According to a report from The Register, the operation, dubbed Purpleurchin, has been using the GitHub accounts, alongside more than 2,000 Heroku and 900 Buddy devops accounts to power its mining efforts.
The tactic is called “freejacking,” and involves taking over the computing power allocated for free trial accounts on continuous integration and deployment (CI/CD) service platforms.
Researchers say the team responsible has so far only mined a handful of little-known tokens, including Sugarchain, Tidecoin Onyx, Yenten, Sprint, and Bitweb, and as such will only have seen very low profit margins.
However, it’s suspected that they’re just warming up and using the relatively small-scale scheme as a smokescreen for something far more lucrative — possibly even an attack on the underlying blockchain that could, in theory, net millions in bitcoin or monero.
“We can say with a medium amount of confidence that the actor has been experimenting with different coins,” researchers told The Register (our emphasis).

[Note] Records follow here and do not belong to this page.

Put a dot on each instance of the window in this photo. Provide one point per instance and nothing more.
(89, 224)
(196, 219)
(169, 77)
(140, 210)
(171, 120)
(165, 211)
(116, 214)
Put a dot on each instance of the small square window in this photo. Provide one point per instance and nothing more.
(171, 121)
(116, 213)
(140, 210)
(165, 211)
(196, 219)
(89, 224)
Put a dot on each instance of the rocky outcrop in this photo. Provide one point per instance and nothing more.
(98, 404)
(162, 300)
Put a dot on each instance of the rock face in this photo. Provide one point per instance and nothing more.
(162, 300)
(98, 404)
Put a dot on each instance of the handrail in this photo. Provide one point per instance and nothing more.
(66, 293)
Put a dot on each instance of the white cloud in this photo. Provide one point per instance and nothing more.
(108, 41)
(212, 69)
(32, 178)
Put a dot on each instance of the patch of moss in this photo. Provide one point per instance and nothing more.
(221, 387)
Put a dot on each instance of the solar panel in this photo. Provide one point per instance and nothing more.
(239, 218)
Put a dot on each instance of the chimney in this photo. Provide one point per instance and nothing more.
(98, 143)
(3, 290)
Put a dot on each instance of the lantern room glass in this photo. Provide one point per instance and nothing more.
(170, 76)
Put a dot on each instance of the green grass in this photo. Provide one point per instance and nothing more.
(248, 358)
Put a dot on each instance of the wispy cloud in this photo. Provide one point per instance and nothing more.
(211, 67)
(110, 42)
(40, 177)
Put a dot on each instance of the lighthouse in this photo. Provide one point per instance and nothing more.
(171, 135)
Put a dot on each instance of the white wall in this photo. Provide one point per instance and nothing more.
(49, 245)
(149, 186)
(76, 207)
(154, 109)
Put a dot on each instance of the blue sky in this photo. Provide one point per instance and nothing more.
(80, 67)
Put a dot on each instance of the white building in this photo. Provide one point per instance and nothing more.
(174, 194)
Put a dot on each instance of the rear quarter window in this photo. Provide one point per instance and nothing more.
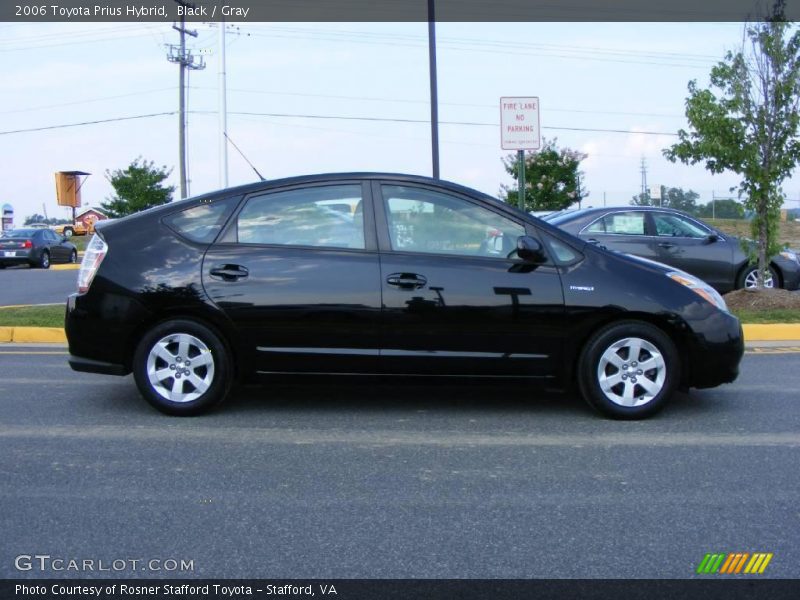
(203, 222)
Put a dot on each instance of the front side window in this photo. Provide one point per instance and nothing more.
(626, 223)
(324, 216)
(422, 220)
(677, 226)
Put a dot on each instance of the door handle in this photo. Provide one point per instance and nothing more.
(229, 272)
(406, 281)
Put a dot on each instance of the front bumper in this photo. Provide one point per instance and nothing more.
(717, 352)
(20, 257)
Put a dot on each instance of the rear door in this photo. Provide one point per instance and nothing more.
(456, 299)
(297, 272)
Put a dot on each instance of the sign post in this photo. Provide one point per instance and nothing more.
(519, 130)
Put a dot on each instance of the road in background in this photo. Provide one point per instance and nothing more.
(391, 479)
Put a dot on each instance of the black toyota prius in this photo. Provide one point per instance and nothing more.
(363, 273)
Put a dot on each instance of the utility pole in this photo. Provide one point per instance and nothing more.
(185, 60)
(434, 91)
(223, 111)
(644, 178)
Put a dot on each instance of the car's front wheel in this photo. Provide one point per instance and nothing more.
(749, 278)
(182, 368)
(44, 260)
(628, 370)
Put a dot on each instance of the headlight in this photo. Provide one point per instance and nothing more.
(789, 255)
(699, 287)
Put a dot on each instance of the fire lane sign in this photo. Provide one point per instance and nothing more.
(519, 123)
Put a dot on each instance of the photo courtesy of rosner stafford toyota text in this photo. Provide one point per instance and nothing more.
(400, 299)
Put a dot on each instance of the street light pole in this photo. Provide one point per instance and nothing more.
(434, 92)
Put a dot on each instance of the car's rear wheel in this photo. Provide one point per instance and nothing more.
(182, 368)
(44, 260)
(628, 370)
(748, 278)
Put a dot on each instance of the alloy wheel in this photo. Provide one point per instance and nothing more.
(631, 372)
(180, 367)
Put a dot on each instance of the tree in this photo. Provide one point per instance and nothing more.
(552, 178)
(643, 199)
(137, 187)
(750, 125)
(726, 208)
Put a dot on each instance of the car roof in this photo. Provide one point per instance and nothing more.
(570, 215)
(258, 186)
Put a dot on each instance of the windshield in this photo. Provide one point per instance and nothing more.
(19, 233)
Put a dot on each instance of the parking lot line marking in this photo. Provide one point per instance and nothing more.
(32, 352)
(773, 350)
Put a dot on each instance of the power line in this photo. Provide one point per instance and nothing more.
(98, 121)
(425, 121)
(83, 101)
(336, 117)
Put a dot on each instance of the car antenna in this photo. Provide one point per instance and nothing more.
(225, 133)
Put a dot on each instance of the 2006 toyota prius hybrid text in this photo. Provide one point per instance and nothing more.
(385, 274)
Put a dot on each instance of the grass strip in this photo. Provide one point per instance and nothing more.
(32, 316)
(766, 316)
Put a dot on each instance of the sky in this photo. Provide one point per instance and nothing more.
(297, 92)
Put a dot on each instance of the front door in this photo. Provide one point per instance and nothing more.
(456, 299)
(298, 275)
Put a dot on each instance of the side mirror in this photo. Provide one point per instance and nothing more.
(530, 249)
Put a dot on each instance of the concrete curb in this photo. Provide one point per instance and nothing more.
(33, 335)
(784, 332)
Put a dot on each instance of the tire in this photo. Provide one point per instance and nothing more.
(610, 378)
(164, 350)
(747, 278)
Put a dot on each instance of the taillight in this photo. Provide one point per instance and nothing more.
(95, 253)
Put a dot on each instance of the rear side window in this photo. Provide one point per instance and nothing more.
(202, 223)
(628, 223)
(325, 216)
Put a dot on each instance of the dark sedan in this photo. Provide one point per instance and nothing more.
(422, 277)
(675, 238)
(35, 247)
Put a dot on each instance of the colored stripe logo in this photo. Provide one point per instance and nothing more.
(734, 563)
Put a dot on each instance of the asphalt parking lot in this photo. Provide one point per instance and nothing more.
(396, 480)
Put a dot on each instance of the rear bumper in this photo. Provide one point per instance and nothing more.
(791, 274)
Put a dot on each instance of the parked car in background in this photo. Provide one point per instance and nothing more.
(677, 239)
(36, 247)
(425, 278)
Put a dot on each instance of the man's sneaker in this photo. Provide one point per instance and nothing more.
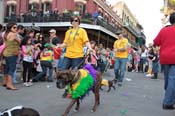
(168, 107)
(65, 94)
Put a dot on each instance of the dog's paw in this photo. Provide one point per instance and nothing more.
(75, 110)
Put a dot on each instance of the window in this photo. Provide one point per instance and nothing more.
(10, 9)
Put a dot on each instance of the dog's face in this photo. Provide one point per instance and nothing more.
(65, 77)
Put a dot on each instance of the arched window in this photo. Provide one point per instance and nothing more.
(11, 8)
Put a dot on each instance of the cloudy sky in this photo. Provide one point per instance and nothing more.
(147, 13)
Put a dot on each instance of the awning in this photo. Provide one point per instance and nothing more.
(43, 1)
(10, 2)
(33, 1)
(81, 1)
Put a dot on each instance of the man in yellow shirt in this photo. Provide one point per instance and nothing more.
(75, 39)
(121, 56)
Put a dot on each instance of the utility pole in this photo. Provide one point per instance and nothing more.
(2, 12)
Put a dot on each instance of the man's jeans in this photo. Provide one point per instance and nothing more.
(71, 63)
(119, 68)
(169, 75)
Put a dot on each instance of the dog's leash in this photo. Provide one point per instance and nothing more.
(83, 61)
(10, 110)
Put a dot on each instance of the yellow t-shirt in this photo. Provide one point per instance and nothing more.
(75, 40)
(119, 44)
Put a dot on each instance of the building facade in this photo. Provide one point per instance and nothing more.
(97, 17)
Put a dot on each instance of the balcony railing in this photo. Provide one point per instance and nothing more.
(87, 19)
(65, 17)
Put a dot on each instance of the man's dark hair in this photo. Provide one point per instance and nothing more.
(172, 18)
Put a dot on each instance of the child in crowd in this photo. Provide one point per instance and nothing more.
(92, 58)
(136, 61)
(155, 61)
(27, 52)
(46, 58)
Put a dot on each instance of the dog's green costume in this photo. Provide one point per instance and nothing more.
(82, 86)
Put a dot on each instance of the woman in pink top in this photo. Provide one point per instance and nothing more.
(27, 52)
(92, 58)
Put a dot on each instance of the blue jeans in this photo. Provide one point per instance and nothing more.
(169, 72)
(119, 68)
(44, 66)
(71, 63)
(10, 65)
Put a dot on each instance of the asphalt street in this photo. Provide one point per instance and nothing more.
(139, 96)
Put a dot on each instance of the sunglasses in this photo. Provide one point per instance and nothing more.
(75, 20)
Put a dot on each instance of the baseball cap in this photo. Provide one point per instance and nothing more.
(52, 31)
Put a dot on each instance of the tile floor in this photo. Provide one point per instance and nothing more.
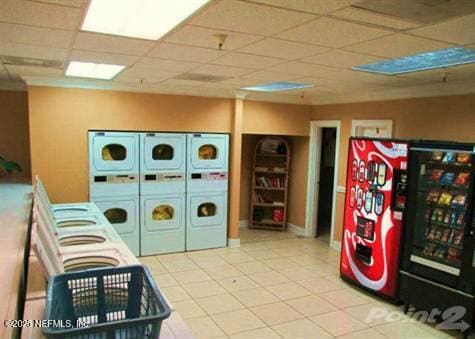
(275, 285)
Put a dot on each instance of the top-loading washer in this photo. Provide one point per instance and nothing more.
(113, 163)
(162, 200)
(207, 191)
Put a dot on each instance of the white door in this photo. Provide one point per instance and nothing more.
(113, 152)
(162, 163)
(123, 214)
(206, 220)
(372, 128)
(163, 224)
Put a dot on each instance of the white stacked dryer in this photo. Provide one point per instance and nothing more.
(114, 181)
(207, 191)
(162, 192)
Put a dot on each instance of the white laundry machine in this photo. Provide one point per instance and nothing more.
(114, 181)
(162, 190)
(207, 190)
(123, 214)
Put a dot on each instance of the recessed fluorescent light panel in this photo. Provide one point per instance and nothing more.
(92, 70)
(421, 62)
(145, 19)
(277, 87)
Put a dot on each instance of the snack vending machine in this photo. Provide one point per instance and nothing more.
(376, 193)
(438, 265)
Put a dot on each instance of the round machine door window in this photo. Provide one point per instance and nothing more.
(114, 152)
(162, 152)
(208, 209)
(163, 212)
(207, 152)
(116, 215)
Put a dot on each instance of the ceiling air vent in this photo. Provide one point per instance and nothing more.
(200, 77)
(423, 11)
(19, 61)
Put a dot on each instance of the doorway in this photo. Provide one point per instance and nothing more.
(323, 170)
(326, 163)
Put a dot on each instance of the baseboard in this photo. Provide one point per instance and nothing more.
(300, 231)
(244, 223)
(336, 245)
(234, 242)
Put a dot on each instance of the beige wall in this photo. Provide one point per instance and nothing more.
(440, 118)
(14, 131)
(60, 119)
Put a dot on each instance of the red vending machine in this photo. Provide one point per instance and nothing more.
(376, 193)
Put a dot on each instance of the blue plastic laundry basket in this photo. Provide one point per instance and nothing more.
(122, 302)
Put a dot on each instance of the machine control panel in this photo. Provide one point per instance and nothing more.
(163, 177)
(210, 176)
(116, 179)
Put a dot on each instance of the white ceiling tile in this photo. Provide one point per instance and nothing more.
(300, 68)
(271, 76)
(32, 70)
(247, 60)
(35, 35)
(397, 45)
(39, 14)
(226, 71)
(332, 33)
(148, 75)
(68, 3)
(167, 65)
(282, 49)
(30, 51)
(185, 53)
(111, 44)
(312, 6)
(249, 18)
(342, 59)
(457, 31)
(204, 37)
(103, 58)
(362, 15)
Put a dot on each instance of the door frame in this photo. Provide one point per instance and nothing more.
(314, 156)
(380, 123)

“This large-scale operation could be a decoy for other nefarious activities.”
Read more: This Bitcoin Core update will protect full node operators from hacks
Purpleurchin’s plot could leave real users out of pocket
Despite providers like GitHub using a number of tactics — including increasingly complicated CAPTCHA forms and requiring credit card information — to combat attacks like these, this team is thought to be particularly sophisticated.
According to researchers, each of the free GitHub accounts is costing the platform’s owner, Microsoft, $15 per month, with the free accounts from Heroku and Buddy costing around $10.
“At these rates, it would cost a provider more than $100,000 for a threat actor to mine one monero (XMR),” experts told The Register.
Unfortunately, for legit cloud service users, these costs will likely be passed onto them by GitHub et al. to cover the shortfall at their end. Illegal mining operations could also take up resources that reduce the performance afforded to paying customers.